Девушки парились, плескались холодной водой, выбегали из парилки в просторный, как горница, предбанник, разваливались на широких лавках своими разгорячёнными румяными телами, облегчённо вздыхали, смеялись и жадно пили пиво или квас. Елену парила услужливая Наталья Романова и всё приговаривала, легонько проходя по телу подружки берёзовым, выдержанным в кипятке веником:
– Какая ты, Ленча, красавица! Тулово у тебя прямо-таки мраморное, как у стату́и. Видела я у одного купца такую в евоных хоромах, Венерой величают. А какие груди у тебя! Не то что мои висюльки разнесчастные, – небрежно махнула она веником по своим маленьким грудям. – Семён увидит тебя голой – обомлет и, глядишь, забудет, чего надобно делать.
– Имя́, кобелям, напоминать не надо, чего с нами делать: вмиг скумекают, как энтих самых делов коснётся, – вступила в разговор густым бархатным голосом красавица Сереброк.
Александра очень хотела выйти замуж, но сватовство несколько раз расстраивалось по причине того, что её родителям, крестьянам средней руки, но достаточным, хотелось заполучить богатого, именитого жениха. Одно время они осторожно, исподволь подступали к Орловым и чуть было уже не сговорились с Иваном Александровичем, однако Семён твёрдо отверг Александру, уже давно остановив свой выбор на Елене. Когда гордая Александра узнала об этом, она украдкой плакала, потом несколько отдалилась от Елены, а на вечёрках не смотрела в сторону Семёна и не здоровалась с ним.
Теперь Александра ясно поняла, что Семён ей сильно нравится, и потому стало в её душе зреть отчаянное чувство ненависти и раздражения не только к нему, но и ко всем молодым мужчинам и парням. Она думала, что судьба с нею обошлась несправедливо, даже жестоко, злокозненно. И вправду, более состоятельного, знатного жениха, чем Орлов, в её теперешней жизни не намечалось. Над Александрой нависла неумолимая угроза либо пойти за любого, кто предложит, либо остаться в девках – а это почиталось позором, несчастьем, но достойным не сочувствия – скорее издёвки и насмешки. Она и Елену – после сватовства к ней Семёна – как будто невзлюбила, хотя дружили они с малых лет, делились девичьими тайнами.

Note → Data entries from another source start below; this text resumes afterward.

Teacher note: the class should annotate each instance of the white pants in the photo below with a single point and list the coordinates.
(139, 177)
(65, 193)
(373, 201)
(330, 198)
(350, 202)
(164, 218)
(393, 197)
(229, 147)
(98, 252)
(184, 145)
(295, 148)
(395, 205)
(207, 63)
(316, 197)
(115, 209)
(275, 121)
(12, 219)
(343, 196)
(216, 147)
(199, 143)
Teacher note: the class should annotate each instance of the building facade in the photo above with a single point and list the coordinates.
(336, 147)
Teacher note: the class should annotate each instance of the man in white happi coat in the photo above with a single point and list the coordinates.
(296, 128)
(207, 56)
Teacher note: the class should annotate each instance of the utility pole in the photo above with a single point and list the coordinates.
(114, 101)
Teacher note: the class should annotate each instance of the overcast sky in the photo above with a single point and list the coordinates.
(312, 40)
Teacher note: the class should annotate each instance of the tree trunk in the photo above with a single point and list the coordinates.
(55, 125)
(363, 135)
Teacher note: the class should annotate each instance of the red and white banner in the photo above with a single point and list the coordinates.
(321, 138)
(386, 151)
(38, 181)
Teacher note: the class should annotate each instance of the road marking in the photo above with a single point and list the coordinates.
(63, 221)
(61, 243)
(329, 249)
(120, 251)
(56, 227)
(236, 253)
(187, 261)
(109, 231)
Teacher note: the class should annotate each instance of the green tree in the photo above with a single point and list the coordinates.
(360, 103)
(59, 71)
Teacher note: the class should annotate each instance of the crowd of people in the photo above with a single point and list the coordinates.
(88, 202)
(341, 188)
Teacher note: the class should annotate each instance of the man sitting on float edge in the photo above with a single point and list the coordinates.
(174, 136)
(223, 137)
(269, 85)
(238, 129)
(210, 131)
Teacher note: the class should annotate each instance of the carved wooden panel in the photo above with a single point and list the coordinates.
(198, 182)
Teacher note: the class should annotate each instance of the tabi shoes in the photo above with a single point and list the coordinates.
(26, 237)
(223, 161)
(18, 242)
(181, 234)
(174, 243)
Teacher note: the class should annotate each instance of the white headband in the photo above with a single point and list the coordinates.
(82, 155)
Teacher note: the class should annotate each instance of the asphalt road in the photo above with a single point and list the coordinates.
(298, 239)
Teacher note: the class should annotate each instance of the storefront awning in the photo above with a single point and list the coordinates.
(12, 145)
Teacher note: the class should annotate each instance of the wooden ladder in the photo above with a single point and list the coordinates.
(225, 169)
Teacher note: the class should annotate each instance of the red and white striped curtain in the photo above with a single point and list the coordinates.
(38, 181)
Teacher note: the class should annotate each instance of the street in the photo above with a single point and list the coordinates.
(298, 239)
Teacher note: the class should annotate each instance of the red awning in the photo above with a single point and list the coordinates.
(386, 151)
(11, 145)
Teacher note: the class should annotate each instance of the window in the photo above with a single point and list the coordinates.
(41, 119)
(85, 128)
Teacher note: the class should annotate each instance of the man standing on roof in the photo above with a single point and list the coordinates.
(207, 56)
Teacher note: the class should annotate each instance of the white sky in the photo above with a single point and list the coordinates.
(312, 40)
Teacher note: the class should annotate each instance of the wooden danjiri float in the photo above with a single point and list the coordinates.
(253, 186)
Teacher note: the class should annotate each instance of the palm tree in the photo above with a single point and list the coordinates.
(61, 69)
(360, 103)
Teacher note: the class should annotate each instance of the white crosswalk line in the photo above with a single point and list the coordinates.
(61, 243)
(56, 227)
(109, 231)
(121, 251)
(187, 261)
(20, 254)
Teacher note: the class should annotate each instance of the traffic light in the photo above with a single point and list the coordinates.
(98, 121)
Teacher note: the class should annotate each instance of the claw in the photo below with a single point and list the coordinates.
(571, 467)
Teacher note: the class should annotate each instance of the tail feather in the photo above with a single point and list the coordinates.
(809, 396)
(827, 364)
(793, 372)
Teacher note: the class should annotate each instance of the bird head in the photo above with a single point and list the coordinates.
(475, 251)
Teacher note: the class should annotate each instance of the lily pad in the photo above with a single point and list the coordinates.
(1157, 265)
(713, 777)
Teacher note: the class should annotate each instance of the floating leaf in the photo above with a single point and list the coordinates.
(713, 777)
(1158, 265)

– Не все они кобели и блудливые, Саша, – без интереса отозвалась Елена.
– Твой-то, поди, не кобель – паинька? – Александра сморщилась в надменной улыбке.
– Какой такой «мой»? – действительно не поняла Елена. Однако сразу сообразила, о ком может идти речь, тоже усмехнулась и сердито ответила подруге: – Может быть, тебе, Саша, хочется это добро прибрать?
– А что, рази не добро али какая пустяковая заячина?
Наталья прекратила париться и удивлённо посмотрела на подружек. Простодушно моргала и по молодости не понимала: ругаются или смеются, шутят?
– А ну тебя в баню, Сашка-букашка! – неестественно засмеялась Елена и брызнула в глаза Александры холодной водой: – Вот тебе, вредина! Не заглядывай на чужих мужиков!
Александра отбивалась веником, не улыбаясь. А Наталья поддала в каменку – с шумом повалил на девушек густой жгучий пар, и вскоре они друг друга уже не видели в клубах синевато-седых облаков.
– Вот вам, вот вам обеим! – ещё плеснула Наталья на раскалённые увальни два полных ковшика. Установилось такое удушье, что в парилке стало невозможно оставаться, и девушки, толкаясь и повизгивая, выбежали в предбанник.